As others have suggested, the key is to think about how we would actually go about writing down the predicate $\psi(x)$ in $L_\in$. It is not as straightforward as you make it out to be. For instance, if $\varphi_0$ is $x=x$ and $\varphi_1$ is $\forall y(y\in x),$ we would want $\varphi_0(0)$ to be $0=0$ and $\varphi_1(1)$ to be $\forall y(y\in 1).$ It is clear that these aren't just two instances of some formula $\psi(x)$ with $0$ and $1$ plugged in for $x$, respectively. You have confused the "$n$" in $\varphi_n$ with the integer in the formal theory. Really, this $n$ is from an enumeration we have created on the outside (i.e. in the metatheory), talking about the language, not in it.

So the best you can hope for is to write something equivalent within $L_\in,$ through formalization of syntax (i.e. coding formulas as sets). You can certainly formalize and enumerate the one-variable formulas of $L_\in,$ and you can also formalize the operation of substituting of a set parameter for a variable. So far so good, but to finish, you need to write down a sentence that means "$k\in\omega$ and $\varphi_k(k) $ does not hold."

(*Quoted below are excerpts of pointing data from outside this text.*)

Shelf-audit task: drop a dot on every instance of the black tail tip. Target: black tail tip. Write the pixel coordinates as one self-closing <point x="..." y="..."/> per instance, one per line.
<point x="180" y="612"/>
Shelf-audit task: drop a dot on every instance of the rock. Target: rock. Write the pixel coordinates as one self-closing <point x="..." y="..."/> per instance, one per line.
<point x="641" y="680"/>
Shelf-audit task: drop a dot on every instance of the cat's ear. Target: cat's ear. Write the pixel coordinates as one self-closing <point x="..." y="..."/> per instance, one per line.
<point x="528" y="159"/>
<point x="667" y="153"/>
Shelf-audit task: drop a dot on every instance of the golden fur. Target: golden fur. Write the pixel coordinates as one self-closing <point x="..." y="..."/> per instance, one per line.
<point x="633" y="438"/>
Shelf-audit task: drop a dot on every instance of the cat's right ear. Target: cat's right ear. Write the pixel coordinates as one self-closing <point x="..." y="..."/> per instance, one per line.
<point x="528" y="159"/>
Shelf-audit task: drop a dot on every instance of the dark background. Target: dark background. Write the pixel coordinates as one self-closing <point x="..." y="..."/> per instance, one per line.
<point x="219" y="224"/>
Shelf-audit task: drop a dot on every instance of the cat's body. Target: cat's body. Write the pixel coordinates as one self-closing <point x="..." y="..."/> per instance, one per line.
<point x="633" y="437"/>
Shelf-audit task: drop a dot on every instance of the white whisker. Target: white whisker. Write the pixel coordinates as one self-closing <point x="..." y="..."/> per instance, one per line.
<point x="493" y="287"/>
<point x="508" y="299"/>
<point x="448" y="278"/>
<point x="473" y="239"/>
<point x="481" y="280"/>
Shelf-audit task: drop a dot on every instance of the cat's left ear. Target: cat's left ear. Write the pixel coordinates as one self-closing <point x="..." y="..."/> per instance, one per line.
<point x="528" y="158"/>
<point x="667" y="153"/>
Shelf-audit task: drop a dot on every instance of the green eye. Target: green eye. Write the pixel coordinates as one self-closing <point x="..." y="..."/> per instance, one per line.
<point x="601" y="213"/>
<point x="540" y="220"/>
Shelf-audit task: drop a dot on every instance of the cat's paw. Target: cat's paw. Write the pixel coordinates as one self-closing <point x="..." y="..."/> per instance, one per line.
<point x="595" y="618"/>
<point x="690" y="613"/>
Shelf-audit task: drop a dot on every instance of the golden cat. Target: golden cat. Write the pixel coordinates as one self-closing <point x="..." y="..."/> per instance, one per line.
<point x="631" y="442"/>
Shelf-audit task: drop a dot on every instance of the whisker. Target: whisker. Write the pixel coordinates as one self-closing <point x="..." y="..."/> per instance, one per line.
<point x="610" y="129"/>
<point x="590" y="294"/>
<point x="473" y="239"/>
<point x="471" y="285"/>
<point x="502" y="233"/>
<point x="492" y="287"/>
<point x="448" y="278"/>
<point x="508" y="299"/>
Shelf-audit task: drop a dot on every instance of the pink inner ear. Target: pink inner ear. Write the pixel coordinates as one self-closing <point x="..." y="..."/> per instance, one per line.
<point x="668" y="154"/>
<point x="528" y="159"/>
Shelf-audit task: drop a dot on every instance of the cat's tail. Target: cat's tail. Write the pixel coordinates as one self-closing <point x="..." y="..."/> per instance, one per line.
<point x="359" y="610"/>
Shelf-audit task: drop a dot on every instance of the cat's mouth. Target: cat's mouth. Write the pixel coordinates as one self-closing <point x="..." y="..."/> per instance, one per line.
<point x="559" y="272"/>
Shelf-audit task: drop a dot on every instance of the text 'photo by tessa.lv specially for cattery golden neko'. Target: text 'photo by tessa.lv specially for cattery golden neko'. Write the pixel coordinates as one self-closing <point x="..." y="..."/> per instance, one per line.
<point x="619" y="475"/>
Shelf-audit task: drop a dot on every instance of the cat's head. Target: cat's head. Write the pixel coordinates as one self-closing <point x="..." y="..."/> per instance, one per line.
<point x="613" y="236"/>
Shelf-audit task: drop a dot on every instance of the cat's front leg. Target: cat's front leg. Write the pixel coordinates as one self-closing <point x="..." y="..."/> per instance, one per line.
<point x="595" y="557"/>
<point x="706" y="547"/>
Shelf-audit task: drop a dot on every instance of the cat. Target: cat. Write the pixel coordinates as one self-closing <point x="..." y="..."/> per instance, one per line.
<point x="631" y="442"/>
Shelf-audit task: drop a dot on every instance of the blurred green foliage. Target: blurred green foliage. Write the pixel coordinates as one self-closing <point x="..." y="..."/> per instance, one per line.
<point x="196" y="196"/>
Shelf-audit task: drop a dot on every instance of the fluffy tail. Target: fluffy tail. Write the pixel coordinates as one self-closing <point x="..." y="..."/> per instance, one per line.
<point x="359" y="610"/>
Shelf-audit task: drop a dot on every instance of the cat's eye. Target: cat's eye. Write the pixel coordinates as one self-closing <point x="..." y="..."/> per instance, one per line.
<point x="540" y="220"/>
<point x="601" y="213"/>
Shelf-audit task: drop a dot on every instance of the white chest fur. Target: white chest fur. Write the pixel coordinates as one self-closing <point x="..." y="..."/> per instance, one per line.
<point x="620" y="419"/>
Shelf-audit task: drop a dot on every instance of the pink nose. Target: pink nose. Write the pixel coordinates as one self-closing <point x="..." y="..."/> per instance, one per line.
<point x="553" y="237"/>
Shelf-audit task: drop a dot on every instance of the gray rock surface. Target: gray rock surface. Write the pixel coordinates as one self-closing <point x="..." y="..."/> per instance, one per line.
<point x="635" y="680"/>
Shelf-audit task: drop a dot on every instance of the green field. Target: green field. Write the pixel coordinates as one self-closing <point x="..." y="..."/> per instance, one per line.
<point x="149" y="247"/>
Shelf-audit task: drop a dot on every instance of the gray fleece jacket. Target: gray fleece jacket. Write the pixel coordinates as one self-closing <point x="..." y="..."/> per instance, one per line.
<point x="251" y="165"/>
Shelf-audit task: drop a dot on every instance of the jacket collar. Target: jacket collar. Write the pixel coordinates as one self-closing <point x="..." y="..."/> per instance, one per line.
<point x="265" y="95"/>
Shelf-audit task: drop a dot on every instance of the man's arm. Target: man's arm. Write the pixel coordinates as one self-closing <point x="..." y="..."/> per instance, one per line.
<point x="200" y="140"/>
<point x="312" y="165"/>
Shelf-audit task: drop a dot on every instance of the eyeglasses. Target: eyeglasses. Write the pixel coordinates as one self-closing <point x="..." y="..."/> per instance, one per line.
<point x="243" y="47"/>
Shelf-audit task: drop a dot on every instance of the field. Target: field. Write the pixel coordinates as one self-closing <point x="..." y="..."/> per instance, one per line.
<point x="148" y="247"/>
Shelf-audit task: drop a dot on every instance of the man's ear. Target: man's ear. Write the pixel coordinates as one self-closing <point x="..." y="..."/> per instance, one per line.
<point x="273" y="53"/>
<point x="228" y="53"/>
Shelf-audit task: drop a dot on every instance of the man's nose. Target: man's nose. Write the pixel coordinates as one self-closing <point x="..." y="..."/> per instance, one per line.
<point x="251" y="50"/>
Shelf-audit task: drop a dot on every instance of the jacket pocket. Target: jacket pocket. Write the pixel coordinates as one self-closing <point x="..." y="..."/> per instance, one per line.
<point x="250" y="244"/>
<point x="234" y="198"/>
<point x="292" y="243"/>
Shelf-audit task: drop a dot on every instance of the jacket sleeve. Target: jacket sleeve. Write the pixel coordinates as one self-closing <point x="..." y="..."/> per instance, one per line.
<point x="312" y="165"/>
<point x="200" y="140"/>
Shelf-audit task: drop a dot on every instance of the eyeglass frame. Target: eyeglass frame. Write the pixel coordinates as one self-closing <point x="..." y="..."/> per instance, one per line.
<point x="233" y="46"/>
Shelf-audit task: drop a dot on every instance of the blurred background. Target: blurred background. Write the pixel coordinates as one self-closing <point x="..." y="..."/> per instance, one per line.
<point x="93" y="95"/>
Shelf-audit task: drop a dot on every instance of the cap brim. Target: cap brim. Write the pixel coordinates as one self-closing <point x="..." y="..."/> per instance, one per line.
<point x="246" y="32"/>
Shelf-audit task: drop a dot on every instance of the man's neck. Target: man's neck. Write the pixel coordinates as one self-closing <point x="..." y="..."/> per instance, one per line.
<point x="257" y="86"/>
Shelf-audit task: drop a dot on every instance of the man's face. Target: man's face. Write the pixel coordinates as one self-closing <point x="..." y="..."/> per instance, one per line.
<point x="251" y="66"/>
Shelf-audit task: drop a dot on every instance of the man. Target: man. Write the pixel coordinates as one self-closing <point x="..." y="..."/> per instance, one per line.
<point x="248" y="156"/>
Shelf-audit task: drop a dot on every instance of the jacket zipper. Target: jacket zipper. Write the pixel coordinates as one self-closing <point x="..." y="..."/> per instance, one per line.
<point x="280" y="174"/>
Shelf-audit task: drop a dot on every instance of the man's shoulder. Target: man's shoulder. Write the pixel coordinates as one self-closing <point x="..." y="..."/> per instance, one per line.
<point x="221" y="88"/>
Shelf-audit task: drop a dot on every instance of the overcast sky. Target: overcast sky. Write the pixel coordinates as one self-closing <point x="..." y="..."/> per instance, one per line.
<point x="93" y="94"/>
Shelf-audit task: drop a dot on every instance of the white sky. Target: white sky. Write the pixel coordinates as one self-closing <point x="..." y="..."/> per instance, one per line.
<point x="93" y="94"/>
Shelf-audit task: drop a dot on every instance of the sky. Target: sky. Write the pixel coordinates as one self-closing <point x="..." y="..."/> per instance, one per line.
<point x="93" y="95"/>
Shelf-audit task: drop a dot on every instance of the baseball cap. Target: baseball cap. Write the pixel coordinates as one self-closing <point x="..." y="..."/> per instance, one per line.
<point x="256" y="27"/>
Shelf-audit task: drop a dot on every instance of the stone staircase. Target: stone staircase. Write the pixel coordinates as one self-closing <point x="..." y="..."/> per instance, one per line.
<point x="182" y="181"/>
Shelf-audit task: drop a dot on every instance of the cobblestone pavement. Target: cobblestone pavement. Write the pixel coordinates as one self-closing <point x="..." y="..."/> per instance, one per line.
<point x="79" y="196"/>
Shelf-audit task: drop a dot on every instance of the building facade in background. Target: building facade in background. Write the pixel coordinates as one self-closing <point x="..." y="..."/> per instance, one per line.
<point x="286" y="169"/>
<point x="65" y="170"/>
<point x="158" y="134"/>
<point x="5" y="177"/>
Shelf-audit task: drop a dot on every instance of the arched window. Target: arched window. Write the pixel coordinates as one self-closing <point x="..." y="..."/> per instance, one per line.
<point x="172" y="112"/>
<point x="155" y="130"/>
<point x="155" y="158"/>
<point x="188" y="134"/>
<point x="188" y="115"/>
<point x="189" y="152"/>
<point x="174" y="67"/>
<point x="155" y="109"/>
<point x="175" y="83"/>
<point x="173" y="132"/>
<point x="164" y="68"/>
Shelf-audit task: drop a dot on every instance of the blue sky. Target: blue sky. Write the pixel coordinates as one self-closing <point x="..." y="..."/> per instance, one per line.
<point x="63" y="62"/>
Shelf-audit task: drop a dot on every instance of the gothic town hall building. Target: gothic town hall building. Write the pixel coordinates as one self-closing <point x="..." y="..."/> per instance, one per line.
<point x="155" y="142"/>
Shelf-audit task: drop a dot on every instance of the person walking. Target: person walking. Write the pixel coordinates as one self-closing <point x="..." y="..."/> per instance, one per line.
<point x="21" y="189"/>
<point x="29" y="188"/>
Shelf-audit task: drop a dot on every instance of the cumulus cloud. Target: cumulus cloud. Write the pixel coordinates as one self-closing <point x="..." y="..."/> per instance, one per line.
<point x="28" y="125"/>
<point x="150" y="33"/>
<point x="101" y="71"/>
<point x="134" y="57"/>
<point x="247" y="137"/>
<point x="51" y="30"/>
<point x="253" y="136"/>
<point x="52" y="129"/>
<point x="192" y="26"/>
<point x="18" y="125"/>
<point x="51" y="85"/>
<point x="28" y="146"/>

It's the "$\varphi_k(k)$ does not hold" part that is problematic. It requires that you have a truth predicate that will take a code for a sentence and tell you if it holds or not. In fact, another way of looking at what you've written is as a proof that this truth predicate cannot be expressed in $L_\in$. This is a version of Tarski's theorem.

Edit: In line with what others have pointed out, Tarski’s theorem is not particular to set theory. In fact, your fake proof only uses one small aspect of ZFC: that it can represent numbers. So it could just as well be a fake proof of the inconsistency of PA. Turning this fake inconsistency proof into a real proof of Tarski’s theorem just requires some formalization of syntax, as I outlined, and a closer look will show you that you don’t need to express or prove very much about arithmetic to make it work.

Solution 3:

"ZFC" is a red herring. $ \def\eq{\Leftrightarrow} \def\nn{\mathbb{N}} $

Take any first-order theory $S$, and any $2$-parameter sentence $P$ over $S$. Let $Q(x) :\equiv \neg P(x,x)$. Then $Q$ is a $1$-parameter sentence and $S$ trivially proves "$\forall y \exists z ( \neg Q(z) \eq P(y,z) )$". Now observe that if $S$ has a countable language and also has a countable set $T$ of provably distinct terms, then all $1$-parameter sentences over $S$ can be enumerated and put in bijection with the interpretation of $T$ in any model of $S$. However, the above fact shows that no $2$-parameter sentence over $S$ can capture any such enumeration, despite $T$ appearing to provide sufficiently many objects!

For example, no $2$-parameter sentence $P$ over PA represents (in the above sense) an enumeration of all $1$-parameter sentences $X$ over PA, despite there being a concrete bijection between the terms $N = \{``$1$", ``$1+1$", ``$1+1+1$", \cdots \}$ and $X$. Furthermore, there is a computable bijection $r$ from $N$ to $X$, and hence we can in fact explicitly construct a $2$-parameter sentence $R$ over PA such that for every $t \in N$ and $Q \in X$ we have that $\text{PA} \vdash R(c(t),c(Q))$ if $r(t) = Q$ and $\text{PA} \vdash \neg R(c(t),c(Q))$ if $r(t) \ne Q$. What we do not have is a $2$-parameter sentence over PA that attains the truth values of an enumeration of $X$.

I call this phenomenon a syntactic version of Cantor's theorem, because Cantor's theorem says there is no countable enumeration of functions from $\nn$ to booleans, and here we have proven that there is no 'syntactic' enumeration of predicates over $S$.